Reflections on forthcoming Mass readings by Tom and April Hoopes.

Sunday, Jan. 10 is the feast of the Baptism of the Lord. Sunday, Jan. 17 is the Second Sunday in Ordinary Time.


Jan. 10 Readings

Isaiah 42:1-4, 6-7; Psalms 29:1-4, 3, 9-10; Acts 10:34-38; Luke 3:15-16, 21-22


Our Take

All good things must end. After this feast of the Baptism of Our Lord, the Christmas season is definitively over.

But this first feast of the adult Jesus continues a lesson that started at Christmas.

The Catechism, No. 518, says, “All Jesus did, said and suffered had for its aim restoring fallen man to his original vocation.”

Then, it goes a step forward. “When Christ became incarnate and was made man,” it says, he “procured for us a ‘shortcut’ to salvation, so that what we had lost in Adam, that is, being in the image and likeness of God, we might recover in Christ Jesus. For this reason Christ experienced all the stages of life, thereby giving communion with God to all men.”

So, the answer to the question “Why did Christ do that?” is, at one level, always the same: “to give us a ‘shortcut’ to salvation.”

He was baptized so we would know to be baptized. He also, in the words of Peter in today’s second reading, “went about doing good” so we would know to do that.

God has done the hard part. Our job: Follow him through the shortcut he made. And as Isaiah’s reading points out, he doesn’t even leave that to us: “I, the Lord, have called you for the victory of justice,” it says. “I have grasped you by the hand.”


Jan. 17 Readings

Isaiah 62:1-5; Psalms 96:1-3, 7-10; 1 Corinthians 12:4-11; John 2:1-12


Our Take

As the new year — and Ordinary Time — begin in earnest, the liturgy gives us a month of beginnings.

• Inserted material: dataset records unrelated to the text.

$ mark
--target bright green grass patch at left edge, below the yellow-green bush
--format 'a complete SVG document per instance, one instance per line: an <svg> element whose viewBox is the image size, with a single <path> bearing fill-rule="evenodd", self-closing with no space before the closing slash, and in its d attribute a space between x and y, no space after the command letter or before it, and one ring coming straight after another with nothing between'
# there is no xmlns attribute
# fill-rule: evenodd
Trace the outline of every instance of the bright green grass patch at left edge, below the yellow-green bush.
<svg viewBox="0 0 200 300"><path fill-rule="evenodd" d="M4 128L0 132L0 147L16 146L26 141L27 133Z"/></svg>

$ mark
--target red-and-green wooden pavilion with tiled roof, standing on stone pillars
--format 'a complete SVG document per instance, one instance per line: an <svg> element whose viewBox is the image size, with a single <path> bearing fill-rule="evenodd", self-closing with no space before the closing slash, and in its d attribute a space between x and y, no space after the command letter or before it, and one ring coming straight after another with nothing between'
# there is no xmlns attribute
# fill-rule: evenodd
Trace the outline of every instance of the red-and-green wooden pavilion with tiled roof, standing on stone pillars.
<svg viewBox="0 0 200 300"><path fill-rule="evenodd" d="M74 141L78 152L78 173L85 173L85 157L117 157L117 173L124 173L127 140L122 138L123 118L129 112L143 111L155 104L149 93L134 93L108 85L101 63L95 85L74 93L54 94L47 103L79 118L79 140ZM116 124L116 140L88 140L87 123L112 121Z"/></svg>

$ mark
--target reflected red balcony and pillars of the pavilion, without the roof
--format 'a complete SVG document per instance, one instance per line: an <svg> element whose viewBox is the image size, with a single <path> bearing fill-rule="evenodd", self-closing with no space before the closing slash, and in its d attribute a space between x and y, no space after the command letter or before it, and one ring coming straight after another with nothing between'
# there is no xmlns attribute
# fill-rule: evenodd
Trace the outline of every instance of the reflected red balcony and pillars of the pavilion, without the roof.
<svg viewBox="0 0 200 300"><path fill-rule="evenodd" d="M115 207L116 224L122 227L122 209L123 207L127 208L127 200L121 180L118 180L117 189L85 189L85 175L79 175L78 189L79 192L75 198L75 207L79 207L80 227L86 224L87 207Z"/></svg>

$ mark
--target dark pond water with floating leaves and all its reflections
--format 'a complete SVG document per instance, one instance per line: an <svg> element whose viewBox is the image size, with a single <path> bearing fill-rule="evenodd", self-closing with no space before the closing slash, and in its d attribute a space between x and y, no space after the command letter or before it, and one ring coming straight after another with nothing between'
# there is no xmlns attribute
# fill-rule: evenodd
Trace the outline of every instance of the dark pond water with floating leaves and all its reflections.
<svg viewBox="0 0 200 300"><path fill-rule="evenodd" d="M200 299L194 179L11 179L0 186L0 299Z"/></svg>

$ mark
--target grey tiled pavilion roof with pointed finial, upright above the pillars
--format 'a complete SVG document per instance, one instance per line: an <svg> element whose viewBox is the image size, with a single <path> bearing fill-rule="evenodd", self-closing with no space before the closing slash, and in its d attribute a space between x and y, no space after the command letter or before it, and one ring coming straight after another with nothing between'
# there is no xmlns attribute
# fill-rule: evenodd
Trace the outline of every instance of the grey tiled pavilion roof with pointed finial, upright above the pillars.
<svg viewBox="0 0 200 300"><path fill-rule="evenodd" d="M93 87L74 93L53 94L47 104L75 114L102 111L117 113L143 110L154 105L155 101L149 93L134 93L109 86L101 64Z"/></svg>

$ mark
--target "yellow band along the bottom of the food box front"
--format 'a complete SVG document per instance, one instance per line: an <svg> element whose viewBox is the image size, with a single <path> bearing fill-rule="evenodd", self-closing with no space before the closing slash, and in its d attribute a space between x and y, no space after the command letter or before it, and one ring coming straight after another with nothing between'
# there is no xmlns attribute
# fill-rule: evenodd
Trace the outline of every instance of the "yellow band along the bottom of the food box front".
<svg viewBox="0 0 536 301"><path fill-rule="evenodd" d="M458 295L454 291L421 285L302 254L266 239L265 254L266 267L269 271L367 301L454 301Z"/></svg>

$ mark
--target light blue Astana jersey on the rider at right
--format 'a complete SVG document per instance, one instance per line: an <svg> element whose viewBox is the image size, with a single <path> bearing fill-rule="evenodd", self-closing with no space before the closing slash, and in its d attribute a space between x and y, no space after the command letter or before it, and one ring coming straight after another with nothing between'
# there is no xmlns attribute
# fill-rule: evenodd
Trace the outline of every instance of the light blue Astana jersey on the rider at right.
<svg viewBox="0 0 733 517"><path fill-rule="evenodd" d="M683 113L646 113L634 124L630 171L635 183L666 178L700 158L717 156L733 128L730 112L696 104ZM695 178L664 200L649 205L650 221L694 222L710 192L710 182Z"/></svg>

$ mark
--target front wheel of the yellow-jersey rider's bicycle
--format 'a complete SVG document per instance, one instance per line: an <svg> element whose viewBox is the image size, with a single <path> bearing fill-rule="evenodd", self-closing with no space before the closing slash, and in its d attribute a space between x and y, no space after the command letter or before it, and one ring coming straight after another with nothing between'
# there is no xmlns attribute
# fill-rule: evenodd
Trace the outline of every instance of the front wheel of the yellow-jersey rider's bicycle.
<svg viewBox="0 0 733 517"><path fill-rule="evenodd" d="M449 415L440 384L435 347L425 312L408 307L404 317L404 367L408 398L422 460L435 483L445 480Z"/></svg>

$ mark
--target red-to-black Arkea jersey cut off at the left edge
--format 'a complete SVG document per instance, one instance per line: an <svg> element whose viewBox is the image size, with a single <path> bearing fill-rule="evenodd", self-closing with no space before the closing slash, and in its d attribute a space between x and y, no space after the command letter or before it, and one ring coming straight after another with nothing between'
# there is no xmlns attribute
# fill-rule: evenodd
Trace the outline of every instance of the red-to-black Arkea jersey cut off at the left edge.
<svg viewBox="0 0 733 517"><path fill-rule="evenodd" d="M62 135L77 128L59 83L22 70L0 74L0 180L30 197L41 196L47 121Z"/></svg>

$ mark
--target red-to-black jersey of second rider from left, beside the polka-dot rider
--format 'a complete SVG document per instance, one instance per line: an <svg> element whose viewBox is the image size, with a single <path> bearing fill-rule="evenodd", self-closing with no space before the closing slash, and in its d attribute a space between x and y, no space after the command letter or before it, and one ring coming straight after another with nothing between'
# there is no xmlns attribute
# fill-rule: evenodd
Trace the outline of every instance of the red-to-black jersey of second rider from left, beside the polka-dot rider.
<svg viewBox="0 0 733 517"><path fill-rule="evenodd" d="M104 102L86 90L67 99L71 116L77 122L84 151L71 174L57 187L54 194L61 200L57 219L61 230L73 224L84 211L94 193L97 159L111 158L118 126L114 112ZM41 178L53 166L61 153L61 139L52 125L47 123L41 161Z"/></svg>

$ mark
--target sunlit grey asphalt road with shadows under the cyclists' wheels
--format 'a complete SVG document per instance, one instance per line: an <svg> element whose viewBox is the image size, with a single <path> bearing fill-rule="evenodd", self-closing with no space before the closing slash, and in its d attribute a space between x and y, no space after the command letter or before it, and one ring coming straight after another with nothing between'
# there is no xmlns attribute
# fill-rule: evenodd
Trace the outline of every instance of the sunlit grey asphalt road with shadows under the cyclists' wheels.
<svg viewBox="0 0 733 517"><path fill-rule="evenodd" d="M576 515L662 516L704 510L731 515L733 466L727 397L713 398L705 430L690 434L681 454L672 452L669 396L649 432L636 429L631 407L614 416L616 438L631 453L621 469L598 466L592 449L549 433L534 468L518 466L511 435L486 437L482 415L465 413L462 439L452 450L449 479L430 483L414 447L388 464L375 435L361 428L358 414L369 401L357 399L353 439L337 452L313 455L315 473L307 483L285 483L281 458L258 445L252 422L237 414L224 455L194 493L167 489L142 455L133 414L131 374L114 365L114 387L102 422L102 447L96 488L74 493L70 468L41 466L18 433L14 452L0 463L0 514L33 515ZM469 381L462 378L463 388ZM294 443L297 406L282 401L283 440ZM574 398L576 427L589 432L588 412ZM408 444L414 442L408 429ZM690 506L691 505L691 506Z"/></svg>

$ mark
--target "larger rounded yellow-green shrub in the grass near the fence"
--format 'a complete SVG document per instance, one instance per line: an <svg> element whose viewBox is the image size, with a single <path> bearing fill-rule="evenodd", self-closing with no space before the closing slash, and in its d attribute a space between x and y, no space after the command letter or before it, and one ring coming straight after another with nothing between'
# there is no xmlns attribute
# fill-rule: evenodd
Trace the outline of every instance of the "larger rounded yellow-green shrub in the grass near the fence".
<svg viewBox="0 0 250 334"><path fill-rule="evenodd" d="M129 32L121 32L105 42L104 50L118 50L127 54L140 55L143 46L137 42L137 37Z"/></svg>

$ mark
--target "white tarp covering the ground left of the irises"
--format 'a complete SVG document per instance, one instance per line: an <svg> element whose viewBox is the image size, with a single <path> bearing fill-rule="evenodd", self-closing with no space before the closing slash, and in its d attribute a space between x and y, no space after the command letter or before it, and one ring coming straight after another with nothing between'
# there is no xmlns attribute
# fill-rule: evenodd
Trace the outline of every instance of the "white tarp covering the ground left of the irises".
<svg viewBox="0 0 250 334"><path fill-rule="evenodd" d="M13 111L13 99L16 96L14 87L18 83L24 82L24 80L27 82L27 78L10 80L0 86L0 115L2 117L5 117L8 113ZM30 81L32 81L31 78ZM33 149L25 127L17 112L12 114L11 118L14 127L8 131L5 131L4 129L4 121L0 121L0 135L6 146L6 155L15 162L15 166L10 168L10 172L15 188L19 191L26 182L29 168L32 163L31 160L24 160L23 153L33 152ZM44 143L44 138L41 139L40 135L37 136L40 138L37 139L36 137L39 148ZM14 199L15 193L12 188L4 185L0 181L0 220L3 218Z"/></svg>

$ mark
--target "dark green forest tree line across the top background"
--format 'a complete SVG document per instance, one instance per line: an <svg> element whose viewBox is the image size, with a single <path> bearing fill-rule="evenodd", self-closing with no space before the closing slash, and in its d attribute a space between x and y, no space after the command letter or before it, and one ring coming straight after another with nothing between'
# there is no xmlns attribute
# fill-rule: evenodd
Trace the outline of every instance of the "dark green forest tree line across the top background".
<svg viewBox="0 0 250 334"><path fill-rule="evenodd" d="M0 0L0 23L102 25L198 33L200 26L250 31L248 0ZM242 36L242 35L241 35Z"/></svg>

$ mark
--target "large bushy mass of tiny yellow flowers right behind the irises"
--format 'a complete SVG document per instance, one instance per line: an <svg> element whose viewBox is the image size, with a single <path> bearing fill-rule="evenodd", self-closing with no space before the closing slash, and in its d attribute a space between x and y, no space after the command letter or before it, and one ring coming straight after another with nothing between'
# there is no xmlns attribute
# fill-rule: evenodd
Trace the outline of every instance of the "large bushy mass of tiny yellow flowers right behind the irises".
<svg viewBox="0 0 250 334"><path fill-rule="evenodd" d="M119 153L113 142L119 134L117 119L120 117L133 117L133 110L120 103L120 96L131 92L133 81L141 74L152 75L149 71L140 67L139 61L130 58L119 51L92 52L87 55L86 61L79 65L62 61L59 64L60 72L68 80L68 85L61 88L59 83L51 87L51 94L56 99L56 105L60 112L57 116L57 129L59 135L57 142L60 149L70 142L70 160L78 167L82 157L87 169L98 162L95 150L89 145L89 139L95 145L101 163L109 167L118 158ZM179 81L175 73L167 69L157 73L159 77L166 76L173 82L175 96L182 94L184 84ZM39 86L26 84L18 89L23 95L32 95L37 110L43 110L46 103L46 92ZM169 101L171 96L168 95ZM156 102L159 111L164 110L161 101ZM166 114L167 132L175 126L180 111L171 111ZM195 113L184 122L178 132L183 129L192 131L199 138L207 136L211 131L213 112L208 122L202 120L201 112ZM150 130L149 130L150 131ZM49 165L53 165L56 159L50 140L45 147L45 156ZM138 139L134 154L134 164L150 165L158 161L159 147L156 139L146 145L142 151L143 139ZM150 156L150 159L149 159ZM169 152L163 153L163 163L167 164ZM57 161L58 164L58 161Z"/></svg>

Christmas is over; soon will come Lent and sacrifice. But in between, throughout January, the Church draws our attention to the ways Christ began his public ministry.

In each case, Christ’s way of beginning includes a shadow of the cross. At the Epiphany, it’s the threat of Herod. At his baptism, it’s the beginning of his confrontation with the devil in the desert. And as we’ll see later in the month, his prophecy about the messiah — “Today this Scripture is fulfilled in your midst” — will end with a direct threat on his life.

Today’s “beginning” is the wedding feast at Cana. John calls it “a beginning of his signs” and says he “revealed his glory.”

In the text, Mary herself prompts the miracle that makes Christ known as an extraordinary figure.

It starts when she points out the wedding party has no more wine.

Christ’s response — “My hour has not yet come” — is a reference to the fact, seemingly well known to both mother and son, that to reveal his glory will lead to “his hour”: his death.

Her reply is to tell the servants to “Do whatever he tells you,” which spiritual writers say is the counsel she gives to everyone at all times.

Thus, at the beginning of Christ’s ministry, the Father (via a voice at his baptism) and his Mother are present, just as they will be in the end when he commits the Church to Mary and his spirit to his Father.

Tom and April Hoopes write from Atchison, Kansas.